New taxes on employers’ health insurance plans could lead to increased labor disputes affecting thousands of union workers, according to a report in The Wall Street Journal.
The report said that large companies heading to the bargaining table with their union employees this year likely must factor the fiscal impact of the so-called "Cadillac tax" on insurance plans into their negotiations.
Beginning in 2018, a provision of the Affordable Care Act will levy a new excise tax on employer-sponsored health plans that exceed government standards.
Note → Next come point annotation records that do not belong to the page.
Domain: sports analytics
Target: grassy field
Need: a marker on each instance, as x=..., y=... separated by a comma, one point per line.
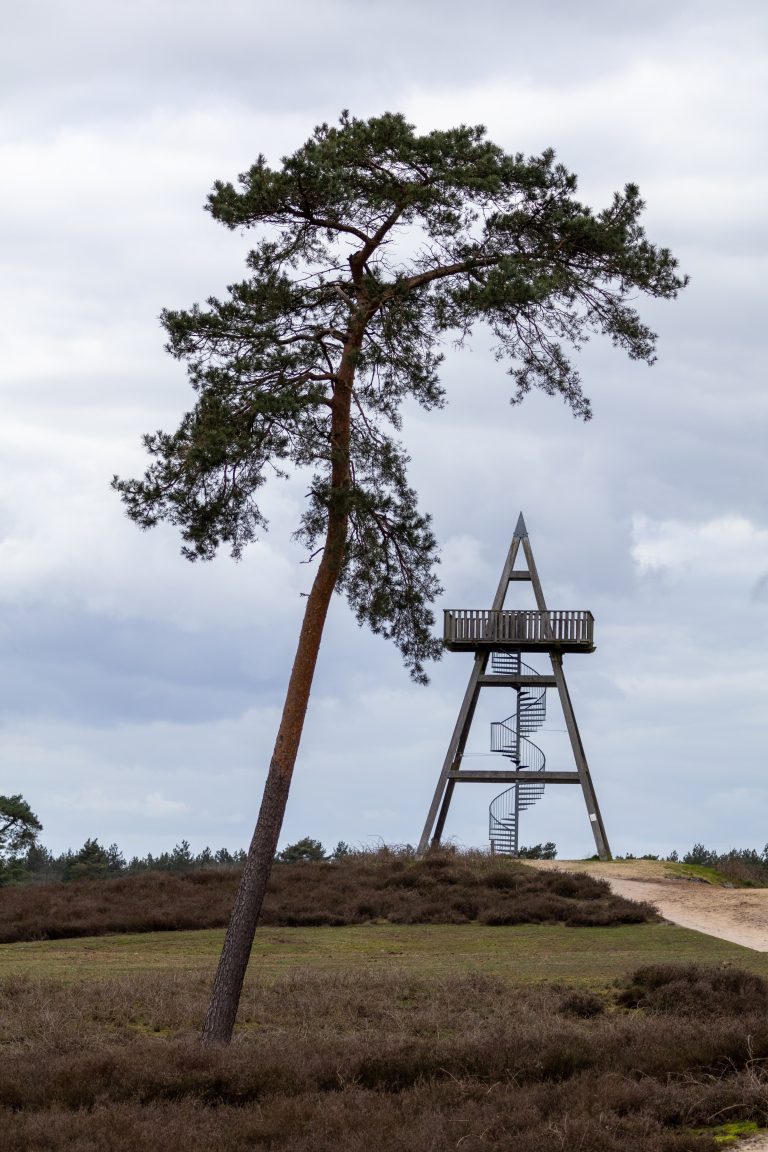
x=409, y=1038
x=390, y=1030
x=523, y=954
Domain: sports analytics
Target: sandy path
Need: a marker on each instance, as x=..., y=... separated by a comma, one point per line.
x=739, y=915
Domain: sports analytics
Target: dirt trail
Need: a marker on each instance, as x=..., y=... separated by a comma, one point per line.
x=739, y=915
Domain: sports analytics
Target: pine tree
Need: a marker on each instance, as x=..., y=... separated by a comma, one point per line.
x=373, y=247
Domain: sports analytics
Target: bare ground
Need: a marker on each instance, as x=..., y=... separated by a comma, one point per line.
x=739, y=915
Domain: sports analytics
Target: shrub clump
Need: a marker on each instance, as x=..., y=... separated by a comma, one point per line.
x=692, y=990
x=442, y=887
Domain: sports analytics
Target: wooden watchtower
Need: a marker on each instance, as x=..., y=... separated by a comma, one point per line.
x=499, y=636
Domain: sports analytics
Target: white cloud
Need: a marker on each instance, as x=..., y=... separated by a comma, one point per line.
x=724, y=548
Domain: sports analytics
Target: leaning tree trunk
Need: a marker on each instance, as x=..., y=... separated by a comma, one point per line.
x=228, y=982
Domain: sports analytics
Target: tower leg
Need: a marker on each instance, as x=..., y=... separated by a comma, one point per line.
x=445, y=789
x=579, y=756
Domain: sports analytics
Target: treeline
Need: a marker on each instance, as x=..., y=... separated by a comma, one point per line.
x=445, y=886
x=94, y=862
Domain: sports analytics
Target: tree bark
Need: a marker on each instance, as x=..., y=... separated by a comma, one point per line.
x=228, y=982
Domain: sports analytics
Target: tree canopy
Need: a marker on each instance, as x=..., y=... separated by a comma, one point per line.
x=18, y=825
x=377, y=247
x=374, y=249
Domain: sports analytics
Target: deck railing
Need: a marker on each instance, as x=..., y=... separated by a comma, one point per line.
x=479, y=626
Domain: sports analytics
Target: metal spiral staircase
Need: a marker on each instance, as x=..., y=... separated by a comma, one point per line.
x=509, y=737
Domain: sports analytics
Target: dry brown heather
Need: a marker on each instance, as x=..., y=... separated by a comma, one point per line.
x=445, y=887
x=352, y=1061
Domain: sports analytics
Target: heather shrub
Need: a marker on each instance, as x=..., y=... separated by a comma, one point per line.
x=443, y=887
x=350, y=1060
x=692, y=990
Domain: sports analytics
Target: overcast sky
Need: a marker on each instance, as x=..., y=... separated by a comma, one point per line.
x=141, y=694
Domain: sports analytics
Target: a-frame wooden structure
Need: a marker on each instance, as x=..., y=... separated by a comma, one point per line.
x=487, y=634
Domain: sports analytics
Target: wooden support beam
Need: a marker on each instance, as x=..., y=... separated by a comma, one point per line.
x=476, y=777
x=443, y=791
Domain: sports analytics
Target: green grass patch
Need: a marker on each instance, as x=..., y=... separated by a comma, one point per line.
x=525, y=954
x=727, y=1135
x=701, y=872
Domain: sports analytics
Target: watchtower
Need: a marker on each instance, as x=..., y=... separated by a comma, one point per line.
x=500, y=637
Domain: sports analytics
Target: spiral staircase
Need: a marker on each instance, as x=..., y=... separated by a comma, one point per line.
x=509, y=739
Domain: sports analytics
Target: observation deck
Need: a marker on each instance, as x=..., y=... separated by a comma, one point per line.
x=480, y=629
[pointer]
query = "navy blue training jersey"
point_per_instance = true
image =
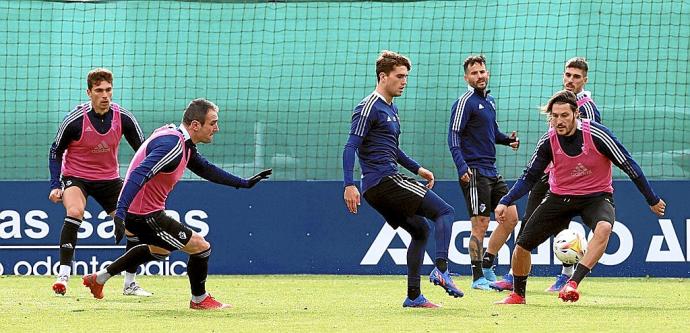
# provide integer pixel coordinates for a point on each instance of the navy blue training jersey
(374, 136)
(588, 110)
(473, 133)
(605, 142)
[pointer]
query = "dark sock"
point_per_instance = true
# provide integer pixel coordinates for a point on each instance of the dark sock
(520, 285)
(413, 288)
(68, 239)
(477, 270)
(442, 264)
(488, 260)
(133, 258)
(197, 271)
(581, 271)
(132, 241)
(415, 256)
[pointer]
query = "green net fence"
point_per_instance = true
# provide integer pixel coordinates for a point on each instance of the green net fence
(287, 74)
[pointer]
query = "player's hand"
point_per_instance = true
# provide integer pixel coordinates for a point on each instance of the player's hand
(55, 195)
(119, 229)
(516, 143)
(428, 175)
(258, 177)
(660, 208)
(500, 213)
(466, 177)
(351, 197)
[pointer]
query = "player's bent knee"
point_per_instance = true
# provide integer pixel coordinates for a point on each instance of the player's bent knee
(196, 244)
(603, 229)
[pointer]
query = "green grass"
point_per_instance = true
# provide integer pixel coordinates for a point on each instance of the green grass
(317, 303)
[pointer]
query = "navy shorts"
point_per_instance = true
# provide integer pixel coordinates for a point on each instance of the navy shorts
(556, 211)
(396, 197)
(482, 193)
(159, 229)
(105, 192)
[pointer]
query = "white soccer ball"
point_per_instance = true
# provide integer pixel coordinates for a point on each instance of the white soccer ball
(569, 246)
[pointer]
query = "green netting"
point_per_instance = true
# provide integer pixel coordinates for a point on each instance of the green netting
(286, 74)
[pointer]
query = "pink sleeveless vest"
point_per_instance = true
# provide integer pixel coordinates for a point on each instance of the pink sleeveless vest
(587, 173)
(94, 156)
(579, 104)
(152, 195)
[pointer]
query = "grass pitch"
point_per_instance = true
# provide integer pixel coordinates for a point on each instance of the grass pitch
(317, 303)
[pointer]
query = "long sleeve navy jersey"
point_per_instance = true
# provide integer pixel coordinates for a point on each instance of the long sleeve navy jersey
(605, 142)
(374, 134)
(71, 128)
(473, 133)
(163, 154)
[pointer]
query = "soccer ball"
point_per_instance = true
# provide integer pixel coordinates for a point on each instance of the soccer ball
(569, 246)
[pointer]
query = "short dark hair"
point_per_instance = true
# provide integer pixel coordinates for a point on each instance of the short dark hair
(579, 63)
(473, 59)
(97, 75)
(197, 110)
(388, 60)
(562, 97)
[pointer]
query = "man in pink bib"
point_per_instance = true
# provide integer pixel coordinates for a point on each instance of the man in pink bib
(580, 184)
(83, 162)
(155, 169)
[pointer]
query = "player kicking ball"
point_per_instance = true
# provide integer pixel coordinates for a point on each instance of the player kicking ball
(580, 184)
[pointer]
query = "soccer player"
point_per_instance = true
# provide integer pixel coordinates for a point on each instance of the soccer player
(472, 137)
(401, 200)
(574, 79)
(83, 162)
(155, 169)
(580, 184)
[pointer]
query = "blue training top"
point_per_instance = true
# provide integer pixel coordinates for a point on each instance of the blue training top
(162, 156)
(374, 137)
(473, 133)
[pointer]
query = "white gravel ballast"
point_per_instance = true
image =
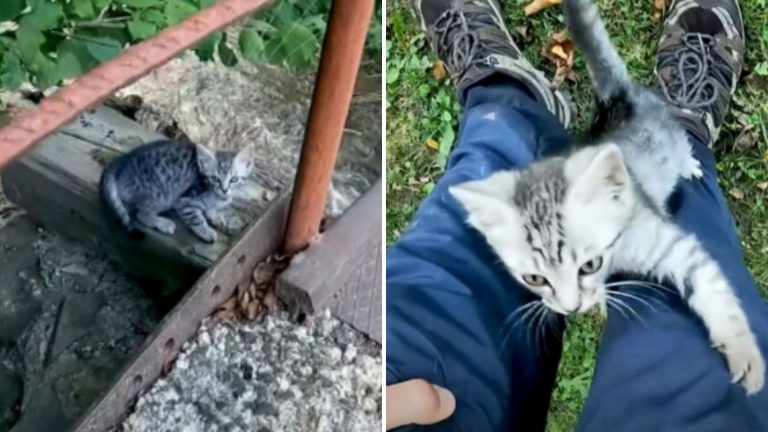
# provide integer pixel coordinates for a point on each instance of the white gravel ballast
(270, 376)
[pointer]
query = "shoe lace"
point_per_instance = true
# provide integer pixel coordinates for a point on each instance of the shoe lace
(458, 43)
(697, 71)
The tax will equate to 40 percent of the annual difference between those two rates; the government standards are set at $10,200 for individuals and $27,500 for families.
Corporate financial leaders told the Journal that the tax increase, along with rising pension obligations, will hurt profits and could require companies to seek a restructuring of their health insurance benefits.
That could create a problem, however, as organized labor increasingly calls for companies to share the spoils of the U.S. economic recovery.
The Journal indicated that about 400,000 employees at major companies are scheduled to see their contracts expire this year, headlined by Detroit's Big Three automakers. The health insurance debate could be one of several issues to complicate forthcoming talks between U.S. auto companies and the United Auto Workers union.
“I’m not giving another penny back,” General Motors employee Bob Allard told the Journal about the potential for health benefit changes.